Cada noche de invierno era un monólogo con la escarcha que devolvía el sonido de los pasos sobre el quebradizo hielo, como si la oscuridad despertara en cada huella y escapase al doblar una esquina.
El aire, inmóvil bajo las luces de la calle, buscaba plegarse sobre sus hombros.
En el camino, con manos inquietas, sacaba tiempos del bolsillo, alguno deshilachado, otro enhebrado en algún cabello demasiado largo para ser suyo; cada uno con su color, tintado por diferentes soles, todos desprendidos de la edad ceñida en su ropa, igual que el musgo busca los nortes, y al caer tras él devuelven su eco al chocar contra la nada.
Caminaba despacio, siempre de regreso, pendiente de alguna luna, de toda sombra, la suya, enredada en el adoquinado; caminaba despacio, siempre de regreso, con la obediencia que imprime la rutina; hasta que bajo el arco de su puerta sus pasos se injertaron con otra sombra, más pequeña, sentada, ajena al frío, de la que nacía una mirada desde el olvido, desde la infancia, la suya.
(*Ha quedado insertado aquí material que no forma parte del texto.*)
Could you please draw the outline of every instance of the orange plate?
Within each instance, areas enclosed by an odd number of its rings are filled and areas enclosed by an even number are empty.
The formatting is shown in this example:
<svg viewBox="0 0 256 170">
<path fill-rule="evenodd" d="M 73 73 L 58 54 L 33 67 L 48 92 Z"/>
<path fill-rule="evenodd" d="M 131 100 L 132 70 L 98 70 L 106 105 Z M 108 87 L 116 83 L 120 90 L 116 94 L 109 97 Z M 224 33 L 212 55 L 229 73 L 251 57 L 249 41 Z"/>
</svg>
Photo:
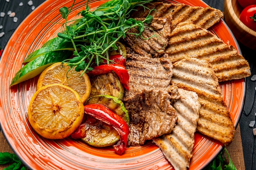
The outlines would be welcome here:
<svg viewBox="0 0 256 170">
<path fill-rule="evenodd" d="M 29 124 L 27 109 L 35 92 L 37 78 L 10 88 L 11 79 L 22 66 L 25 57 L 39 48 L 49 39 L 56 36 L 63 23 L 58 11 L 70 7 L 72 0 L 48 0 L 33 11 L 21 23 L 9 41 L 0 61 L 0 123 L 9 144 L 22 161 L 31 169 L 172 169 L 160 150 L 149 141 L 144 146 L 128 148 L 119 156 L 112 148 L 95 148 L 80 141 L 67 138 L 48 140 L 39 136 Z M 91 0 L 92 9 L 105 0 Z M 205 7 L 200 0 L 167 0 L 191 6 Z M 77 17 L 78 12 L 85 8 L 85 2 L 76 0 L 69 19 Z M 222 21 L 211 29 L 225 42 L 239 47 Z M 236 125 L 241 113 L 245 96 L 245 79 L 222 83 L 224 100 Z M 219 142 L 197 133 L 190 169 L 205 167 L 222 148 Z"/>
</svg>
Como el brillo de un acero a contraluz, la noche se clavó sobre su espalda, inclinó su figura hacia aquella mirada de su niñez, tomó su mano, se reconoció en ese tacto de albor, y amagó con una sonrisa, mueca de alivio.
Aquella noche de invierno, fue un diálogo sobre la escarcha que guardaba el sonido de los pasos sobre el quebradizo hielo.
Tras la puerta, dos sombras unieron sus tiempos para alejarse entre la memoria.